The details vary, but everyone agrees that an “international game” is being played in Swat. This explanation, applied by Pashtuns to explain the situation throughout the Pak-Afghan border region, is often expressed in the proverb: “When elephants fight, no one thinks about the ground they trample.” The “elephants” are the powerful outside forces – from the United States and al-Qaeda to Pakistan’s own intelligence services – that compete for influence in the region, and the ground trampled beneath their feet is the Pashtun homeland.
Later, sitting with my friend Shirazi inside his hotel room, I listened to the others outside in the garden reciting poetry. Several of my
Pashtun friends were accomplished poets and, even though I couldn’t follow what was being said, I always enjoyed listening to them. Poetry, one friend told me, is used by Pashtuns to express frustrations and feelings, like love, that people in the west can discuss openly. That is why the west has fewer poets. Maybe he is right. I have never switched on the television at home in England to find a poetry recital being broadcast with concert-sized crowds in attendance, as I had in Pakistan.

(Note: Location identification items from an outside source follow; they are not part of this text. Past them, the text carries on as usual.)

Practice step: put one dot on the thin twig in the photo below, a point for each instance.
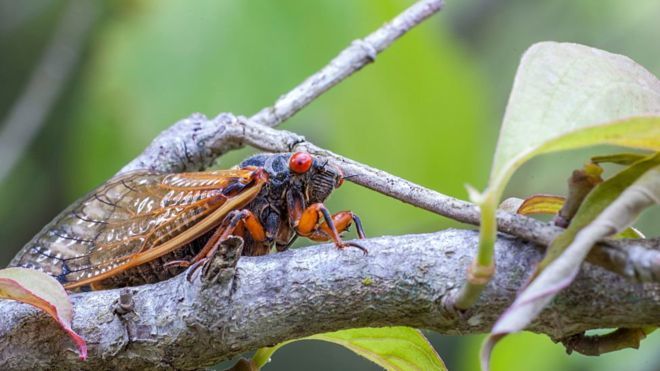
(28, 114)
(360, 53)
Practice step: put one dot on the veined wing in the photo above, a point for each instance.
(132, 215)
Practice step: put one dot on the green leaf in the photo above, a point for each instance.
(567, 96)
(618, 158)
(598, 199)
(610, 208)
(44, 292)
(393, 348)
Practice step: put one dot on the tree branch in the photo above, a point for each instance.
(352, 59)
(298, 293)
(195, 142)
(313, 290)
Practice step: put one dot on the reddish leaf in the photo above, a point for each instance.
(44, 292)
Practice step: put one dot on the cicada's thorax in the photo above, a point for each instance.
(133, 228)
(272, 205)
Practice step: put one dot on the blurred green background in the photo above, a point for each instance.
(428, 110)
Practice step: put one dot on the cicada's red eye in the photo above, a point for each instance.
(300, 162)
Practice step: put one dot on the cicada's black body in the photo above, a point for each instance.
(145, 227)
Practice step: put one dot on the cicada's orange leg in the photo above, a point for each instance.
(235, 223)
(307, 225)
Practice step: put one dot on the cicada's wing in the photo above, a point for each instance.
(134, 219)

I wanted to join the group in the garden, but Shirazi was reluctant. We were sipping green tea with the lights off and talking quietly. A soft black spider the size of my palm kept us company on the near wall. Shirazi wasn’t happy about the noise the others were making. He was worried that some militant, running for his life, might stumble from the trees straight into our gathering. “In this place, it can all change suddenly,” he said. “And it only has to happen once.”